Lo schema curatoriale è abbastanza semplice: suddivisione degli spazi in misure coordinate e paritetiche; sedi dislocate che riutilizzano spazi in disuso ai quali non è stato sottratto il carattere proprio; sostegno delle attività esterne degli artisti che lo hanno voluto, ma con un limite alla proliferazione; sostegno alla produzione di testi e libri e di opere nate all’interno di workshop; discussioni e seminari. Le sedi sono tutte nel territorio delimitato dalla collina di Taksim nel quartiere di Beyoglu, quindi all’interno di un vasto territorio ma che rapportato alle dimensioni della città è davvero minimo: il Deniz Palace Apartment – appartamenti che conservano la loro identità residenziale -; il Garanti Building – di taglio modernista nei pressi del quartiere delle forniture elettriche – ; l’Antrepo n. 5 – grande spazio adiacente ad Istanbul Modern sulle rive del Bosforo -; il Tabacco Warehouse – stupefacente antica costruzione in legno a ridosso dei quartieri popolosi e delle rivendite di strumenti musicali -; il Bilsar Building – di cui sono usati gli spazi al pian terreno -; la Platform Garanti Contemporary Art e il Garibaldi Building – posti su Istiklal Caddesi, il viale più frequentato per i suoi negozi e locali notturni -, e alcuni luoghi esterni.

 

Per riunificare le varie sedi espositive il Gruppo A12 ha siglato un’invenzione semplice e decisa.

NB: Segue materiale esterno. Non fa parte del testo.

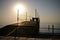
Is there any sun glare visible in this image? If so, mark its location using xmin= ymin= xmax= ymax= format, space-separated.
xmin=16 ymin=4 xmax=25 ymax=13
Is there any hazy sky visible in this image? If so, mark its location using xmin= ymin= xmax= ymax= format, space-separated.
xmin=0 ymin=0 xmax=60 ymax=25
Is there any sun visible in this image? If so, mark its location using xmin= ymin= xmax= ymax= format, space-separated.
xmin=16 ymin=4 xmax=26 ymax=13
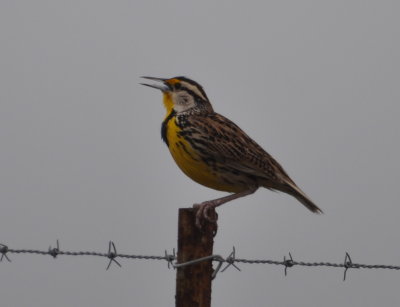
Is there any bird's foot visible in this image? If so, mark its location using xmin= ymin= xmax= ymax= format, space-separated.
xmin=193 ymin=201 xmax=218 ymax=233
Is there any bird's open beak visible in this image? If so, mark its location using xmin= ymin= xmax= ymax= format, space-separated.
xmin=140 ymin=77 xmax=169 ymax=92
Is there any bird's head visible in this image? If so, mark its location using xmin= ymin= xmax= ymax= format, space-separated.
xmin=141 ymin=77 xmax=213 ymax=114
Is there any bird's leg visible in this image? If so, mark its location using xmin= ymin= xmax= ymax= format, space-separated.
xmin=193 ymin=187 xmax=258 ymax=228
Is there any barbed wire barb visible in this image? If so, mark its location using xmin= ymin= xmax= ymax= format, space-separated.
xmin=49 ymin=239 xmax=60 ymax=258
xmin=106 ymin=241 xmax=122 ymax=270
xmin=283 ymin=252 xmax=294 ymax=276
xmin=0 ymin=243 xmax=11 ymax=262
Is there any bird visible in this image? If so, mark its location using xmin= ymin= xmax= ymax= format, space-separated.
xmin=141 ymin=76 xmax=322 ymax=228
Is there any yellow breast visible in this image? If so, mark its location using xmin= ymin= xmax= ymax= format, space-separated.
xmin=161 ymin=93 xmax=237 ymax=192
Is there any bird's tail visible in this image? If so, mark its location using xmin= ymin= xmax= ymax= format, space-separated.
xmin=282 ymin=182 xmax=323 ymax=213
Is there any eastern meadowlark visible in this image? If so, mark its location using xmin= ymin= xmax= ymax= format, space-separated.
xmin=142 ymin=77 xmax=322 ymax=227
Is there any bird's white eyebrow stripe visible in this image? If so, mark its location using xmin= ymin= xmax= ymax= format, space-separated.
xmin=181 ymin=81 xmax=207 ymax=100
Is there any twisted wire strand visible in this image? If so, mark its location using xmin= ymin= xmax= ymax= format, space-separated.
xmin=0 ymin=241 xmax=400 ymax=280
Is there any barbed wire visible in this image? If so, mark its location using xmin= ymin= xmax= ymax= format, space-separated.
xmin=0 ymin=240 xmax=400 ymax=280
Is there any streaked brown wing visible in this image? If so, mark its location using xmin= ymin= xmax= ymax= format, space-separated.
xmin=187 ymin=113 xmax=291 ymax=182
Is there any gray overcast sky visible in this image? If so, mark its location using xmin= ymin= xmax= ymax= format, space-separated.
xmin=0 ymin=0 xmax=400 ymax=307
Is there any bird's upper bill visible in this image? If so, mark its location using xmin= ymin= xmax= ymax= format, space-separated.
xmin=140 ymin=77 xmax=179 ymax=92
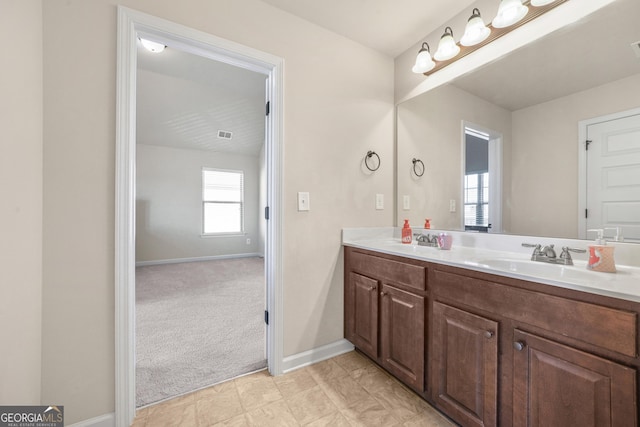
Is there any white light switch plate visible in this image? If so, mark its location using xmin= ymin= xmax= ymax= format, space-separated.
xmin=298 ymin=191 xmax=311 ymax=212
xmin=402 ymin=195 xmax=411 ymax=211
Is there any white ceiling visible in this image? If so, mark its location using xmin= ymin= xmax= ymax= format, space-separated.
xmin=136 ymin=46 xmax=266 ymax=156
xmin=137 ymin=0 xmax=640 ymax=156
xmin=453 ymin=0 xmax=640 ymax=111
xmin=262 ymin=0 xmax=475 ymax=58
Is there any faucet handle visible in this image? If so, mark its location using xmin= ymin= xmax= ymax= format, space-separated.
xmin=560 ymin=246 xmax=587 ymax=265
xmin=522 ymin=243 xmax=542 ymax=255
xmin=560 ymin=246 xmax=587 ymax=259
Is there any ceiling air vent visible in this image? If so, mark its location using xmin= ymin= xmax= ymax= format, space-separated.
xmin=218 ymin=130 xmax=233 ymax=139
xmin=631 ymin=41 xmax=640 ymax=58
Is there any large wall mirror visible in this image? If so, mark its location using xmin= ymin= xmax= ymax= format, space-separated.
xmin=396 ymin=0 xmax=640 ymax=242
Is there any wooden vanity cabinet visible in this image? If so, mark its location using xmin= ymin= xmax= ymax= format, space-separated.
xmin=513 ymin=330 xmax=637 ymax=427
xmin=430 ymin=302 xmax=499 ymax=426
xmin=344 ymin=247 xmax=640 ymax=427
xmin=344 ymin=247 xmax=426 ymax=394
xmin=379 ymin=284 xmax=425 ymax=392
xmin=429 ymin=265 xmax=640 ymax=427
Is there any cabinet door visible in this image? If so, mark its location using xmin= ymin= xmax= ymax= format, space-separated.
xmin=345 ymin=272 xmax=378 ymax=359
xmin=431 ymin=302 xmax=498 ymax=426
xmin=513 ymin=330 xmax=638 ymax=427
xmin=380 ymin=284 xmax=425 ymax=392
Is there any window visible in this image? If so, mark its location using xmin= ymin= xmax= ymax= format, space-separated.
xmin=464 ymin=172 xmax=489 ymax=231
xmin=464 ymin=127 xmax=490 ymax=232
xmin=202 ymin=169 xmax=244 ymax=234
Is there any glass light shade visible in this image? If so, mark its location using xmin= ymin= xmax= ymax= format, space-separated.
xmin=411 ymin=43 xmax=436 ymax=74
xmin=140 ymin=39 xmax=166 ymax=53
xmin=491 ymin=0 xmax=529 ymax=28
xmin=531 ymin=0 xmax=556 ymax=7
xmin=433 ymin=27 xmax=460 ymax=61
xmin=460 ymin=9 xmax=491 ymax=46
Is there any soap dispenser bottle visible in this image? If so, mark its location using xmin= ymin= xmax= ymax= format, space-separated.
xmin=587 ymin=228 xmax=616 ymax=273
xmin=402 ymin=219 xmax=412 ymax=244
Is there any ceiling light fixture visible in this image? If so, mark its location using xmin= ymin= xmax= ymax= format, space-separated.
xmin=138 ymin=37 xmax=166 ymax=53
xmin=411 ymin=0 xmax=569 ymax=76
xmin=433 ymin=27 xmax=460 ymax=61
xmin=460 ymin=8 xmax=491 ymax=46
xmin=411 ymin=42 xmax=436 ymax=74
xmin=491 ymin=0 xmax=529 ymax=28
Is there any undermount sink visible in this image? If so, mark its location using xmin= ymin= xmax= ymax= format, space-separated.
xmin=477 ymin=258 xmax=613 ymax=281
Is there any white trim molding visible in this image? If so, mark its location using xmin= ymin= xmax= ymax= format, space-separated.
xmin=136 ymin=252 xmax=262 ymax=267
xmin=117 ymin=6 xmax=284 ymax=427
xmin=69 ymin=412 xmax=116 ymax=427
xmin=282 ymin=339 xmax=354 ymax=373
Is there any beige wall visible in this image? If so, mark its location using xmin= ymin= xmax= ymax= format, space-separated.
xmin=0 ymin=0 xmax=42 ymax=405
xmin=511 ymin=74 xmax=640 ymax=238
xmin=135 ymin=144 xmax=262 ymax=262
xmin=397 ymin=85 xmax=511 ymax=230
xmin=42 ymin=0 xmax=393 ymax=423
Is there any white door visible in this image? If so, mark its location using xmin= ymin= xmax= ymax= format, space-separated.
xmin=585 ymin=114 xmax=640 ymax=243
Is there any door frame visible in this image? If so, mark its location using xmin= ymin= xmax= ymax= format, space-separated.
xmin=578 ymin=108 xmax=640 ymax=239
xmin=115 ymin=6 xmax=284 ymax=427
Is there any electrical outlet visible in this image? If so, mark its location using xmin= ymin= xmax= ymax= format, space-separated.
xmin=298 ymin=191 xmax=311 ymax=212
xmin=402 ymin=195 xmax=411 ymax=211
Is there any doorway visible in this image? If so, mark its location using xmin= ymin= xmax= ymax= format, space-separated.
xmin=578 ymin=109 xmax=640 ymax=242
xmin=115 ymin=6 xmax=283 ymax=426
xmin=135 ymin=38 xmax=267 ymax=407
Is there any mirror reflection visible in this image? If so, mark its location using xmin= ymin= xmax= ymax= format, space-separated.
xmin=397 ymin=0 xmax=640 ymax=242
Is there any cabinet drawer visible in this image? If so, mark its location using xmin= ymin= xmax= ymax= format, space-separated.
xmin=349 ymin=251 xmax=427 ymax=291
xmin=434 ymin=270 xmax=637 ymax=357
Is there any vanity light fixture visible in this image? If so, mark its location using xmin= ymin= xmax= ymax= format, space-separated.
xmin=531 ymin=0 xmax=556 ymax=7
xmin=460 ymin=8 xmax=491 ymax=46
xmin=411 ymin=42 xmax=436 ymax=74
xmin=433 ymin=27 xmax=460 ymax=61
xmin=411 ymin=0 xmax=569 ymax=76
xmin=138 ymin=37 xmax=166 ymax=53
xmin=491 ymin=0 xmax=529 ymax=28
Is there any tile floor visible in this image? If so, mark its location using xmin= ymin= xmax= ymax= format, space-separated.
xmin=132 ymin=352 xmax=455 ymax=427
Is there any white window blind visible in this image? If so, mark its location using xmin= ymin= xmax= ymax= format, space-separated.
xmin=202 ymin=169 xmax=244 ymax=234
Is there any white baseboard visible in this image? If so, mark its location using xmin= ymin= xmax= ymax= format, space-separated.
xmin=282 ymin=339 xmax=354 ymax=374
xmin=69 ymin=412 xmax=116 ymax=427
xmin=136 ymin=252 xmax=263 ymax=267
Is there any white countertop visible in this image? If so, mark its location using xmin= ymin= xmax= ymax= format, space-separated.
xmin=342 ymin=227 xmax=640 ymax=302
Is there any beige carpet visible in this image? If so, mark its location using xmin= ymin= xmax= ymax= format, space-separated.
xmin=136 ymin=258 xmax=266 ymax=407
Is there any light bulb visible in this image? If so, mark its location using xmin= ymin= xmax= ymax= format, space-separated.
xmin=460 ymin=8 xmax=491 ymax=46
xmin=411 ymin=42 xmax=436 ymax=74
xmin=433 ymin=27 xmax=460 ymax=61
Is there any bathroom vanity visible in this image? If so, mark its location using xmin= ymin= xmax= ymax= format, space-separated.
xmin=343 ymin=232 xmax=640 ymax=426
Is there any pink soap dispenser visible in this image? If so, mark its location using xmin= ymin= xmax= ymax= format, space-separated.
xmin=402 ymin=219 xmax=412 ymax=244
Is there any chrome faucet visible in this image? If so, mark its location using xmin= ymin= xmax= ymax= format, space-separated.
xmin=522 ymin=243 xmax=586 ymax=265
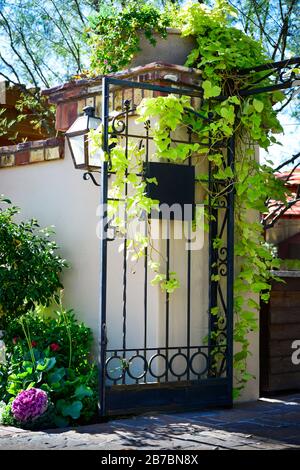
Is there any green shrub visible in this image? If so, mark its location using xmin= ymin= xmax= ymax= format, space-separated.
xmin=0 ymin=197 xmax=66 ymax=328
xmin=0 ymin=307 xmax=98 ymax=429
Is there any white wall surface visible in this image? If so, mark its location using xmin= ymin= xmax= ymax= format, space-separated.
xmin=0 ymin=131 xmax=259 ymax=400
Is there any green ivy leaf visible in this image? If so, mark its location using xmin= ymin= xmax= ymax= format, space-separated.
xmin=74 ymin=385 xmax=93 ymax=400
xmin=202 ymin=80 xmax=221 ymax=99
xmin=253 ymin=98 xmax=264 ymax=113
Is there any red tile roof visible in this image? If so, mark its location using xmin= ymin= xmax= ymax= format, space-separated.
xmin=270 ymin=169 xmax=300 ymax=219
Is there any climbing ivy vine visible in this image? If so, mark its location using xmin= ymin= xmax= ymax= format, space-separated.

Con l’operazione di intervento urbano Istanbul Magenta A12 ha delimitato attraverso l’unificazione cromatica – un magenta molto elaborato – tutti i luoghi in cui l’esposizione si svolge. Un intervento semplicissimo ma di grande impatto. Il segno minimo della striscia pedonale, il cartello, la palizzata o la facciata cromaticamente evidente hanno agevolato le operazioni di transito e di identificazione di luoghi altrimenti difficili da riconoscere ed hanno sollecitato un’immagine complessa dell’esposizione, dall’invito cartaceo alla facciata monumentale degli edifici favorendone la riconoscibilità.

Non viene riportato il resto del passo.